I love the fact that Meryl Streep was brave enough to speak out recently and say, “How come there are 760 male critics on Rotten Tomatoes, and only 180 women? That’s not right.” We’re told to only see certain types of movies because men like them, and that’s not right.
Not only did Meryl speak out about that, Jennifer Lawrence and Selma Hayek also spoke about equal pay. All these people are brave enough to say, let’s change the game. Let’s make a more even playing field.
Whose favorite show isn’t ‘Orange Is the New Black?’ There are all kinds of different women on that show. So it’s fun that all of these different voices are coming out on that show.
SY: Speaking of ‘Orange Is the New Black,’ besides helming films, you have also directed several episodes of such television series as ‘Hell on Wheels’ and ‘Reckless.’ What is it about television that you also enjoy working on?
CH: Well, television is fun and action-packed. You have a shorter amount of time to shoot shows, so you have to follow your impulse decisions, and make them work. I like that technical process.
On the creative side, there are some interesting TV shows right now that are actually more intriguing than most features. People are looking for things that are out of the box. There are a lot of interesting and complex female characters on TV. So for me, it’s a super-fun area to play in.
SY: Besides ‘Miss You Already,’ do you have any other projects lined up that you can discuss?

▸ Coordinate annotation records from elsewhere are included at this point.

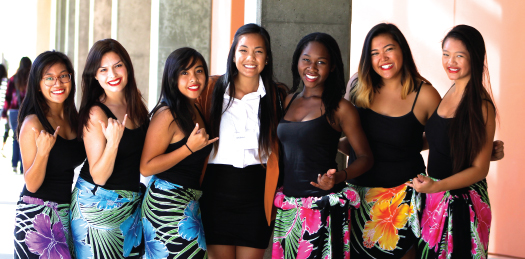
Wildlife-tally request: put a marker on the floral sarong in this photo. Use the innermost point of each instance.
(313, 227)
(105, 223)
(172, 221)
(386, 225)
(456, 223)
(42, 229)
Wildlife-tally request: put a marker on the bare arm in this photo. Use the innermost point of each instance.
(347, 118)
(35, 145)
(162, 130)
(477, 172)
(102, 143)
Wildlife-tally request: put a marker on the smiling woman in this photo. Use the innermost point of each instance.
(50, 152)
(105, 208)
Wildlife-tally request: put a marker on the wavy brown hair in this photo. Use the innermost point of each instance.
(369, 82)
(92, 92)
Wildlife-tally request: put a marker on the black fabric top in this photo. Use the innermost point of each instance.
(309, 149)
(126, 171)
(187, 172)
(63, 158)
(439, 158)
(396, 144)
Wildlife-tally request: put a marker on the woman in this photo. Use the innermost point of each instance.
(394, 103)
(313, 208)
(105, 207)
(175, 151)
(16, 91)
(456, 215)
(50, 153)
(243, 107)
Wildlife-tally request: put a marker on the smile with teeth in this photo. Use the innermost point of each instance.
(387, 66)
(114, 82)
(194, 87)
(311, 77)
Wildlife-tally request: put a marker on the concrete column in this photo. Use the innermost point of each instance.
(43, 26)
(61, 25)
(100, 20)
(133, 32)
(287, 22)
(69, 40)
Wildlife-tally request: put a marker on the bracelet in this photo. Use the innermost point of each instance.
(188, 147)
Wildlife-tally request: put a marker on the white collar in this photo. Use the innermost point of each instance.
(260, 93)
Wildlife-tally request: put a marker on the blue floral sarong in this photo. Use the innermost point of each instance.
(172, 221)
(105, 223)
(42, 229)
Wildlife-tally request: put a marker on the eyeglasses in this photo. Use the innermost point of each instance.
(51, 80)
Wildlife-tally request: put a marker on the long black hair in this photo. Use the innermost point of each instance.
(3, 72)
(468, 127)
(22, 73)
(170, 95)
(92, 91)
(334, 86)
(35, 102)
(270, 105)
(369, 81)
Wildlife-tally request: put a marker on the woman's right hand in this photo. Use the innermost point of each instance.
(114, 131)
(45, 141)
(198, 139)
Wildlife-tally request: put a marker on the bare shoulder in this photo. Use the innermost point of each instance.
(429, 93)
(96, 114)
(346, 106)
(288, 99)
(30, 122)
(163, 114)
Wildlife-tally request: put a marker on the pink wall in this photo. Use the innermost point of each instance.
(501, 22)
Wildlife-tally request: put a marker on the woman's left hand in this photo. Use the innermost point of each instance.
(325, 181)
(423, 184)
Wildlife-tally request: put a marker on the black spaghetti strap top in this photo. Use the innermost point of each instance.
(439, 157)
(396, 144)
(309, 149)
(126, 171)
(187, 172)
(63, 158)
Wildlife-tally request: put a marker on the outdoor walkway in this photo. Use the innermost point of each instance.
(11, 185)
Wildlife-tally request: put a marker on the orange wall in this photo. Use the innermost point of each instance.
(424, 24)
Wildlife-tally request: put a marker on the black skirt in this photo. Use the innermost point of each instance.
(232, 206)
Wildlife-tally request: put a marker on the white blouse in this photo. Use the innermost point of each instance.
(239, 131)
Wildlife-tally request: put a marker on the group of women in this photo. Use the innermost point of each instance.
(223, 145)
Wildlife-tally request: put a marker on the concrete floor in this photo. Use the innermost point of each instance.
(11, 185)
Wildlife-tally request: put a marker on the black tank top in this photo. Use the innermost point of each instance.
(126, 171)
(187, 172)
(63, 158)
(439, 158)
(396, 144)
(309, 149)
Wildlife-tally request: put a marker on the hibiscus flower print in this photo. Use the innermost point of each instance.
(387, 216)
(483, 215)
(434, 217)
(191, 226)
(47, 241)
(378, 194)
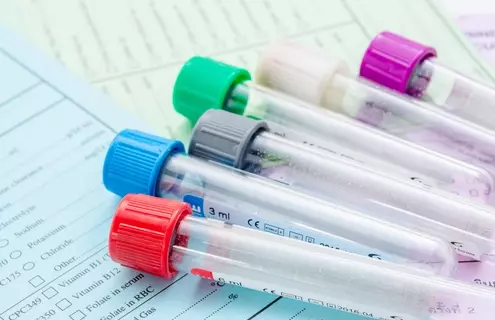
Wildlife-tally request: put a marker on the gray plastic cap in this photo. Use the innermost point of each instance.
(224, 137)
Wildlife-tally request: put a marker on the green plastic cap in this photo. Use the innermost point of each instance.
(204, 84)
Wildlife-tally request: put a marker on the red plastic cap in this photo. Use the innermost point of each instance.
(142, 232)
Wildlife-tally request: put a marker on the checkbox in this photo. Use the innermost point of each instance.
(78, 315)
(50, 293)
(63, 304)
(37, 281)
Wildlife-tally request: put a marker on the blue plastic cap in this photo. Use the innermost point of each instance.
(134, 161)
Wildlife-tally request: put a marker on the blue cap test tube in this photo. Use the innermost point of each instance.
(140, 163)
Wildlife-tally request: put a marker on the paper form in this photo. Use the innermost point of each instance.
(477, 20)
(55, 213)
(133, 49)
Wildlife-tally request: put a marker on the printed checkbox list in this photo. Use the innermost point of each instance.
(36, 281)
(63, 304)
(78, 315)
(50, 293)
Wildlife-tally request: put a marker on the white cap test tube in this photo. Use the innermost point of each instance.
(379, 107)
(141, 163)
(161, 237)
(258, 150)
(206, 84)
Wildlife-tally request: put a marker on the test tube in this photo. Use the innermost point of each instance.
(140, 163)
(162, 237)
(262, 152)
(412, 68)
(204, 84)
(379, 107)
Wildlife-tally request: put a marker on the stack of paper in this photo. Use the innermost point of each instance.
(54, 131)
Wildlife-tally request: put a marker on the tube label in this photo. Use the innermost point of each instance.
(249, 216)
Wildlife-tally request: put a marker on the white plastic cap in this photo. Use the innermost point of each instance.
(303, 73)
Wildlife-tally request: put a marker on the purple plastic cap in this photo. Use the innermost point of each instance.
(390, 60)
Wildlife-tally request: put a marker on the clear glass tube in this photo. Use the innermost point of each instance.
(356, 142)
(422, 124)
(238, 256)
(454, 92)
(351, 185)
(249, 194)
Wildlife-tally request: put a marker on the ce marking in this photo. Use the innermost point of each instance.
(269, 291)
(253, 223)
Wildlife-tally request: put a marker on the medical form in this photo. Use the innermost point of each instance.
(54, 130)
(55, 213)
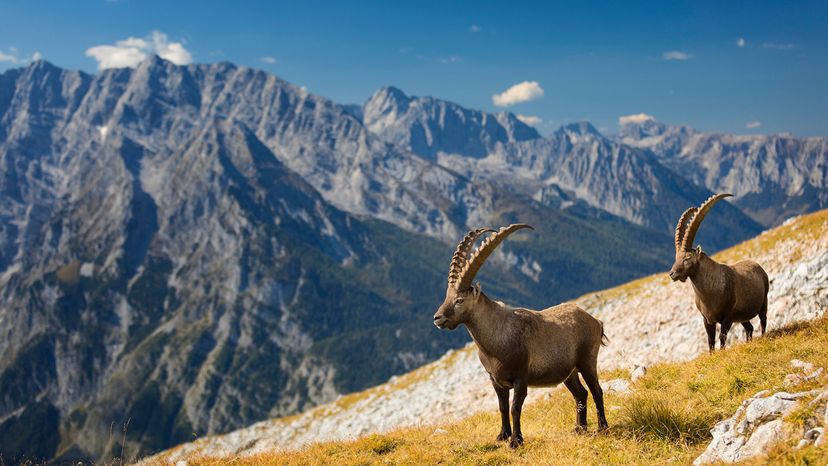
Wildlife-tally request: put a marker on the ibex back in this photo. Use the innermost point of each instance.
(724, 294)
(518, 347)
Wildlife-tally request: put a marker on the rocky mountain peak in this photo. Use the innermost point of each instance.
(640, 127)
(580, 130)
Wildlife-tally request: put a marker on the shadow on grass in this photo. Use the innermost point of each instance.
(791, 328)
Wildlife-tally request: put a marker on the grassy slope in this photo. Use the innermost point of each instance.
(666, 419)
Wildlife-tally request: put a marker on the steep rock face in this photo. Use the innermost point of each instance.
(189, 249)
(647, 321)
(577, 163)
(428, 126)
(771, 176)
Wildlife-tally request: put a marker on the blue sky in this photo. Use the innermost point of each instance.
(742, 67)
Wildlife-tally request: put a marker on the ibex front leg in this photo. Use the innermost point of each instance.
(503, 402)
(517, 406)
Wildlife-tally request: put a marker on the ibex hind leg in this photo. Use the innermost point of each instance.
(590, 374)
(748, 330)
(573, 383)
(763, 316)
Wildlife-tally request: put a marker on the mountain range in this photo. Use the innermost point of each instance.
(185, 250)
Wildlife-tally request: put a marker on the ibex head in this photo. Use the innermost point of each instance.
(461, 296)
(687, 258)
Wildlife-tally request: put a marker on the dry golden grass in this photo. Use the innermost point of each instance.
(666, 420)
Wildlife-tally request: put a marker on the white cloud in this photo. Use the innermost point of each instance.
(529, 120)
(676, 55)
(133, 50)
(521, 92)
(638, 118)
(778, 46)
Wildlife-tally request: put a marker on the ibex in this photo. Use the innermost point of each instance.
(518, 347)
(724, 294)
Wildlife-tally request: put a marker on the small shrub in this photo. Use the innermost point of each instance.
(381, 445)
(656, 419)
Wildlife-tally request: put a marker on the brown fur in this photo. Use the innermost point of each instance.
(521, 348)
(724, 294)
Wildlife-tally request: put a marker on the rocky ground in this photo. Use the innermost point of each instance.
(647, 321)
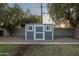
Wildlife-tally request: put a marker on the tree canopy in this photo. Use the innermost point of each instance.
(12, 17)
(68, 11)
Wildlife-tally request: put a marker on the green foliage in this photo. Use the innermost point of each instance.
(12, 17)
(31, 19)
(68, 11)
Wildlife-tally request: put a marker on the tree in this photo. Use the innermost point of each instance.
(65, 10)
(11, 17)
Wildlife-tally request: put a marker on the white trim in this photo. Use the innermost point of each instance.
(28, 27)
(38, 32)
(52, 27)
(46, 28)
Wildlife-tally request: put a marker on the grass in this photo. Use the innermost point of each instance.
(6, 48)
(53, 50)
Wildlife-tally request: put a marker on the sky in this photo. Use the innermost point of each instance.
(35, 9)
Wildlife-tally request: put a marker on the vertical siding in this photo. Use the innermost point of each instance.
(30, 35)
(48, 35)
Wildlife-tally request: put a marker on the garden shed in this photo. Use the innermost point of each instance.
(39, 32)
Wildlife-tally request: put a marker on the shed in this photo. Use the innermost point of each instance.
(39, 32)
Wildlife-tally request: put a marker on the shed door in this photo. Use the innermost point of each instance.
(39, 32)
(1, 32)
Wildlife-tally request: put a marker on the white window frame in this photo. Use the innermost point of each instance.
(28, 27)
(38, 32)
(46, 28)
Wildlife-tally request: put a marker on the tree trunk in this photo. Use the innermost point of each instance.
(77, 31)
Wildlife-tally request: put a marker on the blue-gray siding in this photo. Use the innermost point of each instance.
(30, 35)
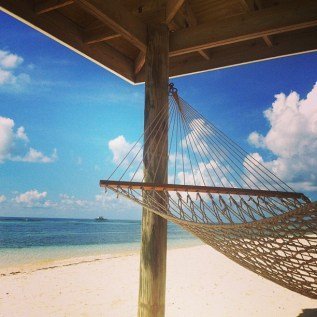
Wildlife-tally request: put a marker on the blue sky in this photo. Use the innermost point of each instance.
(70, 109)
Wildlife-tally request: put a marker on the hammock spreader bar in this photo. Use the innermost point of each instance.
(202, 189)
(222, 195)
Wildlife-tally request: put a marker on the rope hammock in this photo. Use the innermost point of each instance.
(211, 187)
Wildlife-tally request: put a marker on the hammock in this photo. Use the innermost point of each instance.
(211, 187)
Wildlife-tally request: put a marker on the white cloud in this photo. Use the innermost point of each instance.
(2, 198)
(9, 64)
(13, 145)
(120, 147)
(31, 198)
(22, 135)
(9, 60)
(292, 138)
(35, 156)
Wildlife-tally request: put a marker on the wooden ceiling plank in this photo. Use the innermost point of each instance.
(282, 18)
(192, 21)
(139, 62)
(244, 53)
(172, 7)
(98, 35)
(119, 19)
(204, 54)
(62, 30)
(50, 5)
(267, 40)
(252, 5)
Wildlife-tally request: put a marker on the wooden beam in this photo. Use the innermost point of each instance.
(267, 40)
(62, 30)
(154, 227)
(172, 7)
(243, 53)
(246, 52)
(282, 18)
(200, 189)
(98, 35)
(119, 19)
(252, 5)
(204, 54)
(50, 5)
(190, 20)
(139, 62)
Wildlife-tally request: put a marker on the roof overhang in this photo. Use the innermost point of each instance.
(113, 35)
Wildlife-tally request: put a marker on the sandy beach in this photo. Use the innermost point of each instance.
(200, 282)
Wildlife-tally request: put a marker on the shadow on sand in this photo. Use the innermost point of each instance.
(309, 312)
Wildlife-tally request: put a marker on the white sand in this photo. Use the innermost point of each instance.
(200, 282)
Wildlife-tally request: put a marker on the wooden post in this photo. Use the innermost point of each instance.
(154, 228)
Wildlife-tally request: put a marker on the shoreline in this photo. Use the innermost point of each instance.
(77, 260)
(200, 281)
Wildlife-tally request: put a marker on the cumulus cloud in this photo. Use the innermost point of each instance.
(13, 145)
(31, 198)
(292, 138)
(120, 147)
(9, 75)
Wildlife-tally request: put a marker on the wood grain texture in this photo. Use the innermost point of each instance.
(62, 30)
(283, 18)
(119, 19)
(50, 5)
(200, 189)
(154, 228)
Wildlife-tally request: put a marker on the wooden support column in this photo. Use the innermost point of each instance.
(154, 228)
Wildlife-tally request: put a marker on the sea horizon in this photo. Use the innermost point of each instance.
(32, 240)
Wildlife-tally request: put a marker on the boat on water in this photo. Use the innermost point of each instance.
(101, 219)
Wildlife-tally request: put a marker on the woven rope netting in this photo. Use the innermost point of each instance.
(221, 194)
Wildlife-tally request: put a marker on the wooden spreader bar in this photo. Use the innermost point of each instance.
(201, 189)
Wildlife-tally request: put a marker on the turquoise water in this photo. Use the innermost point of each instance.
(31, 240)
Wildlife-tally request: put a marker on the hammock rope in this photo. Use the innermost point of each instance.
(222, 195)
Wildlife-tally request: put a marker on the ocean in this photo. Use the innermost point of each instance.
(25, 241)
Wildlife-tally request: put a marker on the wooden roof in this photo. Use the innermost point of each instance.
(205, 34)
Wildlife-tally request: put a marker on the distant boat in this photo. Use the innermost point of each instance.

CH: Yes, I do. I actually have another TV show that I’m writing with a wonderful writer. It’s set in the world of architecture, which is my first love. It’s like ‘House of Cards,’ but about architecture. We hope that moves forward, and we keep pushing it.
I also just wrote a script for a film called ‘One Track Mind’ that’s based on a true story. It’s also really inspiring and funny. I hope that one also gets made. There are two or three other projects that the financiers are putting the missing pieces of the puzzle together for before we can make them, but hopefully they all get made!